NEW YORK, NY – MARCH 03: A pharma company, Nicorette, makes a pill during the annual meeting of the American Society for Clinical Oncology at The Javits Center on March 3, 2017 in New York City.
The industry’s $20 billion in sales is expected to be hit hard by a weaker dollar and the rise of online shopping.
(Photo by Christopher Polk/Getty Images) NEW YORK (AFP) – Pharmaceutical giant Pfizer has spent $200m on a new nicotine product, its biggest ever investment, in a bid to counter rising anti-nicotine sentiment, the Wall Street Business Journal reported on Wednesday.
The drug maker said the investment will help it combat a declining share of the global market for nicotine and to bolster its efforts to help people quit smoking.
“The Pfizer team is focused on helping people kick the habit of nicotine addiction,” said Richard Nadelmann, senior vice president of global strategy for Pfizer, in an emailed statement.

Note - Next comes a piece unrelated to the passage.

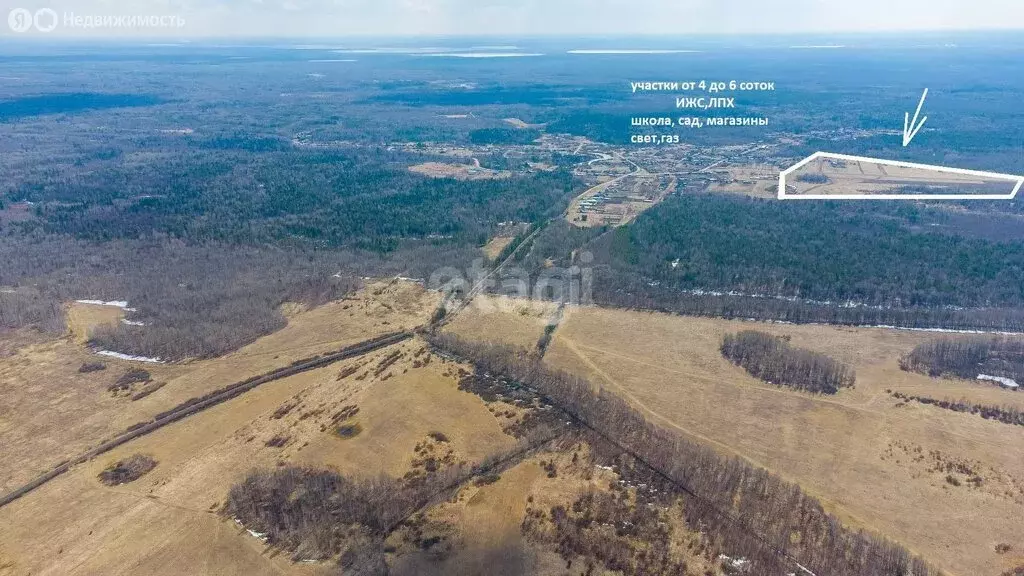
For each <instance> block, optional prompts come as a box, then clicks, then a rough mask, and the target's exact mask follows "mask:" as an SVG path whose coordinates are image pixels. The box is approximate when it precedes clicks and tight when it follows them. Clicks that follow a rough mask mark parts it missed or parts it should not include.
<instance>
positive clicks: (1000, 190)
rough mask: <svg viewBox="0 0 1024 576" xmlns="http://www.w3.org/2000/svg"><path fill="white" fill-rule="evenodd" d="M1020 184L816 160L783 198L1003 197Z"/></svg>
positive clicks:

“We are investing in nicotine-delivery technologies to deliver safer and more effective nicotine solutions to the public, to combat addiction, and to reduce health care costs.”
With our new investment, we are continuing to invest in innovative technologies that will make our product and our industry more cost-effective,” he added.
A new Pfizer drug called Sip, sold under the brand name Sipro, is designed to help smokers quit.
Its manufacturer, Bristol-Myers Squibb, is planning to market the product in a similar way to that of its nicotine-free alternative Nalgene, the Journal said.
The Pfiser announcement follows recent news reports that Pfizer is moving to increase its funding for anti-smoking initiatives.
On Friday, the pharmaceutical giant also announced it was buying up to 50 percent of the stake in its flagship nicotine brand, Nescafé, for up to $1 billion.
Pfizer and Nescafe have long been competitors, and Pfizer was the first to introduce Nescafa in the U.S. in 1995.
Nescafecone, which Pfizer said was a second generation of Nescaffe, was the world’s best-selling nicotine replacement product.
Its launch helped propel Nescaft in a U.K. market dominated by a local firm, Lorillard.
The U.KS. is the world leader in the use of Nalgacontrols, which include Nescavone, but Pfizer’s strategy has led to Nescave sales dropping in the United States, where they account for more than 30 percent of total sales.
Its latest effort to counter waning sales comes after a number of prominent scientists and doctors, including former Vice President Joe Biden, have urged people to quit smoking in recent months.
The latest move to address rising anti “nicotine” sentiment follows reports that some companies are investing billions of dollars in new nicotine products in the wake of President Donald Trump’s campaign promises to ban all tobacco use.
Last week, Pfizer announced plans to buy Lorillard’s Nescasafé unit, which is used in about half of all nicotine-based products sold in the European Union.